This week, I have been mostly discussing elders care with my parents. Not that my parents need any, at least not this week, but, my grandmother does.
It is a minefield. It is challenging. It is emotionally exhausting. It is, however, imperative that we think about it, all of us, because, many things get forgotten. I am lucky, I spent a lot of time researching exactly this, and the national framework for elders support planning in the voluntary sector is based on my work. But there are things that everyone should remember when they need to have discussions about this with health care professionals, maybe when their older relative can’t do so much of the talking themselves.
What kind of person is the relative / person you are advocating for? (if they are being forced to act out of character, maybe alternatives need to be sought?) What help do they actually need? What help do they actually want? (these two can be very different, and the closer they can be made, the easier the journey will be) What would make their life better? What would make them happier?
Is there a reason that the health care professionals are talking to you, and not to them? It is not always necessary. It is useful to have a second in on the discussion, a back up, but, it is THEIR care, not yours. It needs to improve THEIR life, not yours. And, unless they really do lack capacity, why should they not make decisions about their care? If they can’t hear, this should be addressed with the staff, they need to communicate with the person concerned, not you just because it’s easier.
Is the older person usually stubborn and independent? Do they hate hospital, or the idea of care? Look for ways to fit their needs to their life. To the life they want? Don’t forget that a care package needs to address care NEEDS, but also needs to improve the life of the person being cared for. Maybe they DO need someone to home care for them. But, what do they WANT. Can they negotiate? Submit to having a need fulfilled, but gain something that *they* see as improving their life.

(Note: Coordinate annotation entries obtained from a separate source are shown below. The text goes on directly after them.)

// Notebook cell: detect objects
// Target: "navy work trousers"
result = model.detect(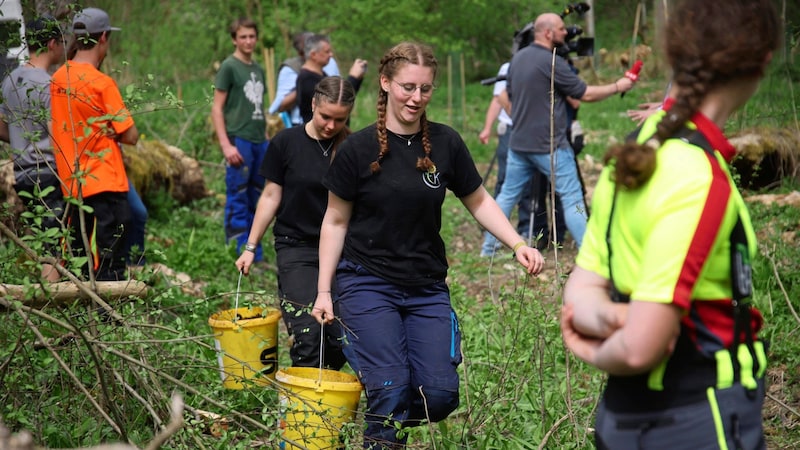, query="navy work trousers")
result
[337,259,461,448]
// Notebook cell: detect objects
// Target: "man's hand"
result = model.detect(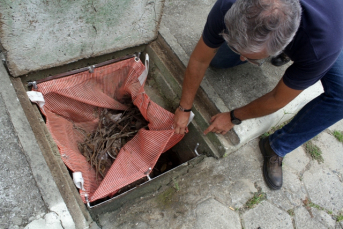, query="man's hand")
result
[204,112,234,135]
[173,108,190,134]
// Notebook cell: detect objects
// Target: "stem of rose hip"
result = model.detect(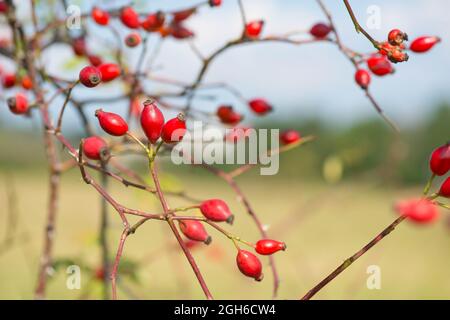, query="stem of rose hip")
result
[344,0,380,50]
[145,153,213,300]
[423,173,436,196]
[126,131,150,154]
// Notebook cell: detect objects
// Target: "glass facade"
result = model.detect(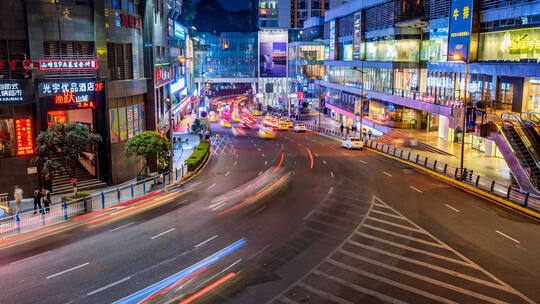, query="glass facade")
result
[195,33,258,78]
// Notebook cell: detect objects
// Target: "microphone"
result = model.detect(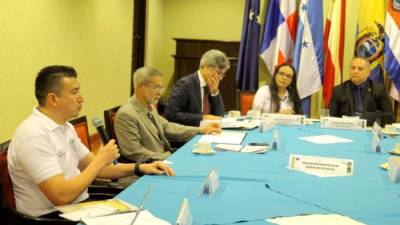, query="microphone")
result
[92,117,118,165]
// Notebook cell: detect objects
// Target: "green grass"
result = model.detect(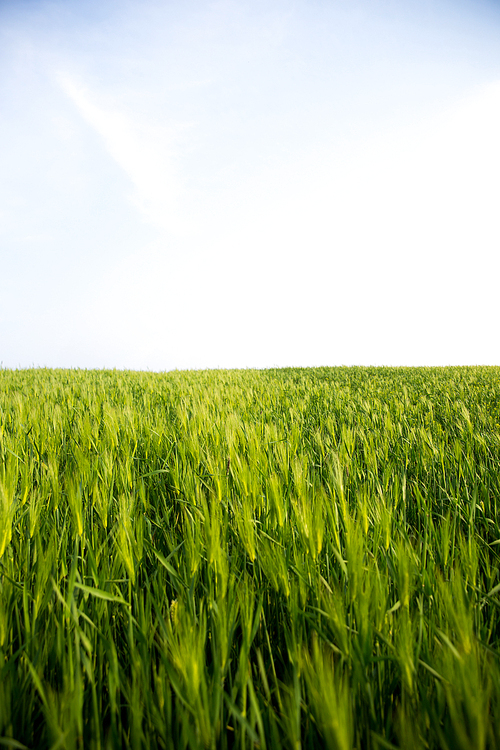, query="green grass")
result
[0,367,500,750]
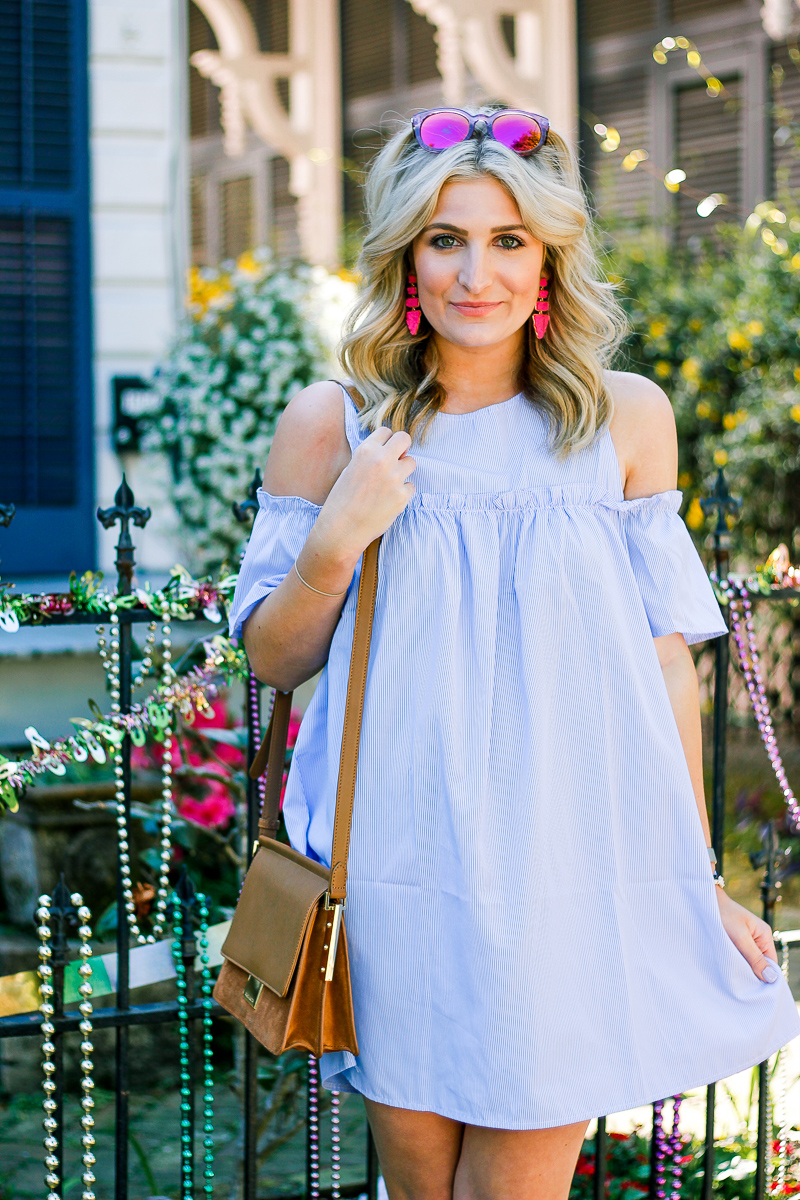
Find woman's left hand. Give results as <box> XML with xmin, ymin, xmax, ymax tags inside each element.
<box><xmin>715</xmin><ymin>888</ymin><xmax>781</xmax><ymax>983</ymax></box>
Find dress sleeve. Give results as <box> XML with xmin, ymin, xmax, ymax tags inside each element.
<box><xmin>619</xmin><ymin>491</ymin><xmax>728</xmax><ymax>642</ymax></box>
<box><xmin>228</xmin><ymin>488</ymin><xmax>320</xmax><ymax>637</ymax></box>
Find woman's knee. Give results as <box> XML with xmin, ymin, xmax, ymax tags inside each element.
<box><xmin>365</xmin><ymin>1098</ymin><xmax>464</xmax><ymax>1200</ymax></box>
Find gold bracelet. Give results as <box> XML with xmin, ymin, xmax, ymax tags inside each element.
<box><xmin>294</xmin><ymin>562</ymin><xmax>347</xmax><ymax>600</ymax></box>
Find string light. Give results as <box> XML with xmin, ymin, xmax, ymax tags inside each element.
<box><xmin>652</xmin><ymin>35</ymin><xmax>730</xmax><ymax>97</ymax></box>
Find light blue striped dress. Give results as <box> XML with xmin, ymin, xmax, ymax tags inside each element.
<box><xmin>230</xmin><ymin>395</ymin><xmax>800</xmax><ymax>1129</ymax></box>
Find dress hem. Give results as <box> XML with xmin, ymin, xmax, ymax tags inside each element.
<box><xmin>321</xmin><ymin>1017</ymin><xmax>800</xmax><ymax>1132</ymax></box>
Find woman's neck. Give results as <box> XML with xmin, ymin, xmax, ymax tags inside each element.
<box><xmin>434</xmin><ymin>330</ymin><xmax>523</xmax><ymax>413</ymax></box>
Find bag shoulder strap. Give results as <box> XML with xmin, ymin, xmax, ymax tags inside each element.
<box><xmin>249</xmin><ymin>538</ymin><xmax>380</xmax><ymax>900</ymax></box>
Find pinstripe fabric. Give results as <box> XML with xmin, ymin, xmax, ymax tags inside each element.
<box><xmin>231</xmin><ymin>396</ymin><xmax>800</xmax><ymax>1129</ymax></box>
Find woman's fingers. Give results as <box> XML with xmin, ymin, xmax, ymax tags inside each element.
<box><xmin>720</xmin><ymin>898</ymin><xmax>781</xmax><ymax>983</ymax></box>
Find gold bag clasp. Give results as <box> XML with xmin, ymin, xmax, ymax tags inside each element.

Don’t forget help is only helpful if the person receiving it FEELS like it is helpful. People give up if they are submitting to so many things they consider indignities, and never get anything that THEY feel improves their life.
Are they usually sociable? Why would they suddenly feel better not being so? Social needs need considering too.
Use the opportunity of a care package plan to address ALL their needs, health care, physical well being, mental health, nutritional health, aids and adaptations needed (and get a booklet, there are things to help with SO many things now, and they are not by any means all institutional), social wellbeing, EVERYTHING. There IS help in all these categories, be sure you have thought about THEIR needs (not just the minimum basic things you think they need) Don’t forget to ask them what they WISH they could do. What they would love to be able to do. There might be a way of achieving it that you haven’t thought of. Don’t just leave them with bare minimum care needs met. it’s depressing. How would you like it?
Be honest. Does the person live alone? If you visit twice a week, then YES THEY DO. You may do many things, but, how do they feel about that? How do they cope when you are not there? What would BETTER look like FOR THEM?
Don’t be scared to ask questions! Can they get an easy to use kettle? Can they do a MH assessment? Can they add a panic button to a private home? Probably. But not if you don’t ask.
Ask to be invited to review meetings. Get a phone number for the care team. Make sure they KNOW you are following up. Make sure they involve you if things change. Get back to them if things change, or if you think of something else that might be needed.
Think about what YOU would want, and remember, it’s not about making things easier for you, it’s about getting the best quality of life possible.